Tony Hall, the BBC director general, unveiled plans for a new music service that would make about 50,000 tracks a month available for streaming for a limited period after they are played on BBC radio and TV stations as part of a strategy document on the corporation’s future on Monday.
“Audiences would be able to access this music via playlists curated by the BBC, and they would be able to build their own playlists based on music they hear and love on the BBC,” the corporation said.
The BBC said the offering, which will build on its existing music curation and recommendation service BBC Playlister, has developed the proposal with the music industry.
However Geoff Taylor, the chief executive of UK music trade body the BPI, warned that if the BBC tried to avoid paying royalties the service would not be “viable”.
“The starting point for some of the BBC’s suggestions around how such a service might work involved launching such a service but paying no money for it – and I just don’t think that’s viable,” said Taylor, speaking at the BPI’s annual meeting, as reported by Musically. “If the BBC is going to launch such a service, then it needs to bring the industry with it. There will have to be a sensible deal behind it if it going to happen.”
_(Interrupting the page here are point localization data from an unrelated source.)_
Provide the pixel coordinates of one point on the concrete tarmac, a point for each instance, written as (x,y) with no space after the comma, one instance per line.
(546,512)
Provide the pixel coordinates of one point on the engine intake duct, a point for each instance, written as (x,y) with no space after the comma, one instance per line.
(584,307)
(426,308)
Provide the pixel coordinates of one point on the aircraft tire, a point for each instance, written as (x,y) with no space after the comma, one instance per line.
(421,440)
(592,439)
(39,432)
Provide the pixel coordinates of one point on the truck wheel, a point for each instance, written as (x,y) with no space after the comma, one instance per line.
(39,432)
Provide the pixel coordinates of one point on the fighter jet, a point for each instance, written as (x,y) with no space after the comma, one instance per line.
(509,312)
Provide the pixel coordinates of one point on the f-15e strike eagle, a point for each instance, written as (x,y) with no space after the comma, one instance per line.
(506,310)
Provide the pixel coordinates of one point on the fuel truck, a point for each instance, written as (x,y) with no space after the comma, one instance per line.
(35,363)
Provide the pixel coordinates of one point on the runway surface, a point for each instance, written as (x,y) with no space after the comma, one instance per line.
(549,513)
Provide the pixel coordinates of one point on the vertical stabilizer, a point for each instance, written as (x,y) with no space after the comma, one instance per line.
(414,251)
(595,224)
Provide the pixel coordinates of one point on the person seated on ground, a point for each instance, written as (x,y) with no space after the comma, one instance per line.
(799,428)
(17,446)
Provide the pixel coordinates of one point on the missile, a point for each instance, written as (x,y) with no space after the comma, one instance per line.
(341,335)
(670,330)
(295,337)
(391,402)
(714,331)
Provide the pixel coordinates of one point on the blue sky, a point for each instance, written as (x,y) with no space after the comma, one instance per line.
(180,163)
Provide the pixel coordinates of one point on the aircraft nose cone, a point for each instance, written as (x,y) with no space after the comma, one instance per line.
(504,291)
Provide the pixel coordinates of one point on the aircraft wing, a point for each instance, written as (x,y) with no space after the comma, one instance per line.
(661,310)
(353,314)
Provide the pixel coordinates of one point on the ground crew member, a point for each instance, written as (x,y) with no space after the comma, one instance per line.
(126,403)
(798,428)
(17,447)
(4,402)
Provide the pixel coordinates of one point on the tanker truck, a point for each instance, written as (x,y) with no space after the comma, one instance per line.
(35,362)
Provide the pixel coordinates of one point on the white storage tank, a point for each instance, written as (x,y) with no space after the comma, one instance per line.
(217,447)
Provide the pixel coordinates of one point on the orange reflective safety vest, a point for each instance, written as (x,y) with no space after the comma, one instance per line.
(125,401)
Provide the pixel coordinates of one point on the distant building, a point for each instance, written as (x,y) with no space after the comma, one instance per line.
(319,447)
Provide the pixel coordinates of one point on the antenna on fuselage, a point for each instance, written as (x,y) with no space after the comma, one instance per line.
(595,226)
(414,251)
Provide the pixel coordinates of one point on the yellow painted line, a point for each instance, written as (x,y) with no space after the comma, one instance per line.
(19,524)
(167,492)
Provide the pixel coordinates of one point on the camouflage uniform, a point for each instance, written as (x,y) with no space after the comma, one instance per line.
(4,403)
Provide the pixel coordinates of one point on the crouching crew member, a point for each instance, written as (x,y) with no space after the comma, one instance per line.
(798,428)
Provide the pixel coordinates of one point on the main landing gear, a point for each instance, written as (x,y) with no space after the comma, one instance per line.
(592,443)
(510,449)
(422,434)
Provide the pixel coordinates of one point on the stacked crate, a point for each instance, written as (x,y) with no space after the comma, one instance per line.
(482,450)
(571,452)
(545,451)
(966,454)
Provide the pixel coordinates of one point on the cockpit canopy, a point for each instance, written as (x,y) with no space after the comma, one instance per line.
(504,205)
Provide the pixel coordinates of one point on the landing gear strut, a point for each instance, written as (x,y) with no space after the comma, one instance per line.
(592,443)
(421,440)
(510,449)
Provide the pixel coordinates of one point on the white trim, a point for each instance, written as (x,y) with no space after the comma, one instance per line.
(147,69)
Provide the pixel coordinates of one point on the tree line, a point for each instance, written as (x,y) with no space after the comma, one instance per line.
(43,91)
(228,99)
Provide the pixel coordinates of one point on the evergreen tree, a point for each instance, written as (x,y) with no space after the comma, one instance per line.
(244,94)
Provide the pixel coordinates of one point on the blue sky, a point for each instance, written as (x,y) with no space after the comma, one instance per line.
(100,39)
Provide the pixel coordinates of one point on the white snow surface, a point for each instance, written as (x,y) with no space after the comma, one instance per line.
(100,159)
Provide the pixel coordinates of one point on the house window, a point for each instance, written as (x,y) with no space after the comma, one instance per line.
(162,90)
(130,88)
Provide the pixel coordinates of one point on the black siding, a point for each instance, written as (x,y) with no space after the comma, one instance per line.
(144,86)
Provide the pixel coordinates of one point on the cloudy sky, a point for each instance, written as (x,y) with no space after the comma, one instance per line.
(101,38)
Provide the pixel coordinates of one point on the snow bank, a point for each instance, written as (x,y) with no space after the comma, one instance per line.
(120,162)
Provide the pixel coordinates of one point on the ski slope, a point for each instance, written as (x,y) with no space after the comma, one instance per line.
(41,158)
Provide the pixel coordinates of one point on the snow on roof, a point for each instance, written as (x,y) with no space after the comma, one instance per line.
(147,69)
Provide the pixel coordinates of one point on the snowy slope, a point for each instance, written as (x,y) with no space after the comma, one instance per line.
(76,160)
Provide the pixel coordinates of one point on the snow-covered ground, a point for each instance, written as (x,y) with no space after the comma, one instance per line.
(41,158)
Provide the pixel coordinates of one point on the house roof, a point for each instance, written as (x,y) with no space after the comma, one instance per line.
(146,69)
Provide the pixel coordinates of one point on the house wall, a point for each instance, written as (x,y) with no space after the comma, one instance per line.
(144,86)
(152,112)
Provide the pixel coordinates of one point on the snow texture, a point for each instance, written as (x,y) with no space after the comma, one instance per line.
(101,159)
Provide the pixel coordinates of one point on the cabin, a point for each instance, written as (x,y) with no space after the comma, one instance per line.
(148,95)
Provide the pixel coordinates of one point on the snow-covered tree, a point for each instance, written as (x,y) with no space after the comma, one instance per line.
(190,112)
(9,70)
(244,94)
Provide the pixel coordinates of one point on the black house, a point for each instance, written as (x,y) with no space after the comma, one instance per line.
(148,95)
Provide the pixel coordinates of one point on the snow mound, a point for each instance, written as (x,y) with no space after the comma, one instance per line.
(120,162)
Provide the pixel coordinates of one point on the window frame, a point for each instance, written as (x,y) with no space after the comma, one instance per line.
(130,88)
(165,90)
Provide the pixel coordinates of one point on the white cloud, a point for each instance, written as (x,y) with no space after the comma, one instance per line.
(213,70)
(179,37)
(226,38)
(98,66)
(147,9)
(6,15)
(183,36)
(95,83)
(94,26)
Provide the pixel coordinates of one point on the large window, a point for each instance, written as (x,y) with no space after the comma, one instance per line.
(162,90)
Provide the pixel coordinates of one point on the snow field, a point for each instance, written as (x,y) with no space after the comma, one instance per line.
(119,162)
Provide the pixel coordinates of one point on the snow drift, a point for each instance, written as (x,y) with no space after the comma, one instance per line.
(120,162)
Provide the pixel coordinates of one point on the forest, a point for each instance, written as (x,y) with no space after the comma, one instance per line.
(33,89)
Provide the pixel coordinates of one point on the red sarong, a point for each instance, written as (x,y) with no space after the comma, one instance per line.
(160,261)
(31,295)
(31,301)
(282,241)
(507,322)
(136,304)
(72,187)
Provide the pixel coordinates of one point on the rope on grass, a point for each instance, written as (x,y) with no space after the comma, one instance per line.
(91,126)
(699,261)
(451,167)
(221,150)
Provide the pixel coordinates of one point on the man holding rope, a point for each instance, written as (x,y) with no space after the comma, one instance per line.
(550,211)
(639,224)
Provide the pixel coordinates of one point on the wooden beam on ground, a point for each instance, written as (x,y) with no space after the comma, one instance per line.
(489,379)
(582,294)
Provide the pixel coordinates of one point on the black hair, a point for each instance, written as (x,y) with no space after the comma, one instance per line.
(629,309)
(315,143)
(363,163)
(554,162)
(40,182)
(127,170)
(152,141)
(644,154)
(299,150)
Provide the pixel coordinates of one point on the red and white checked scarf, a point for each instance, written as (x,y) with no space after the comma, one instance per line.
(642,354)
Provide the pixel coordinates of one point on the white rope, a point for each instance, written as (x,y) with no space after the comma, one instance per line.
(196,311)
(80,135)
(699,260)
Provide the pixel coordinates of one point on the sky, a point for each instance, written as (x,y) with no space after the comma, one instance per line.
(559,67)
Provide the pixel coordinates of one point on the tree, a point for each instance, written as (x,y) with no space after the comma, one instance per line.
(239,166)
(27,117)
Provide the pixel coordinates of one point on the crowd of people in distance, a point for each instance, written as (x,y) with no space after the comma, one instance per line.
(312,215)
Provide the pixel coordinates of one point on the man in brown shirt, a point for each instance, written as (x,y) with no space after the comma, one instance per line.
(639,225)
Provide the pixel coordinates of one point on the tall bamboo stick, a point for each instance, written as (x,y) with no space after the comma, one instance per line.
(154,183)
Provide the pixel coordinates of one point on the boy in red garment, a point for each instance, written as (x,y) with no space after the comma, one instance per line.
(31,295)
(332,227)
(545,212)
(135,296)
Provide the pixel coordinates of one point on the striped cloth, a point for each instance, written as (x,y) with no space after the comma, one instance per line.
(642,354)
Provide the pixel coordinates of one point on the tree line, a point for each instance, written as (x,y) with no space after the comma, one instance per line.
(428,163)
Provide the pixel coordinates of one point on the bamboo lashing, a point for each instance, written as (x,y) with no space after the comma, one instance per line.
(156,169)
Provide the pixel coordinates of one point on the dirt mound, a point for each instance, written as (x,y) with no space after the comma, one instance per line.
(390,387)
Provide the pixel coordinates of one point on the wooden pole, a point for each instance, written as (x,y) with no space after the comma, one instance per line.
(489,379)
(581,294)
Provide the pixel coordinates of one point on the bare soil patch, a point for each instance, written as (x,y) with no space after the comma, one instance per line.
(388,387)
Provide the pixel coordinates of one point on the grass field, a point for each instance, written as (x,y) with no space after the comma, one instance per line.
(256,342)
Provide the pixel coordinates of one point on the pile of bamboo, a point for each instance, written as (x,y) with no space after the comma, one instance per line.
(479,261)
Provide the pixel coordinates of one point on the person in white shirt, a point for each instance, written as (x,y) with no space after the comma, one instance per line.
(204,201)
Taylor said he understood the BBC’s desire to launch new music offerings in the face of the popularity of services such as Spotify and Apple Music.
“The BBC is concerned that it may lose its audience share to the new additional services, particularly the on-demand ones,” he said. “We understand why the BBC would want to be where the audience is, and make sure it is as relevant as possible – particularly to younger music fans.”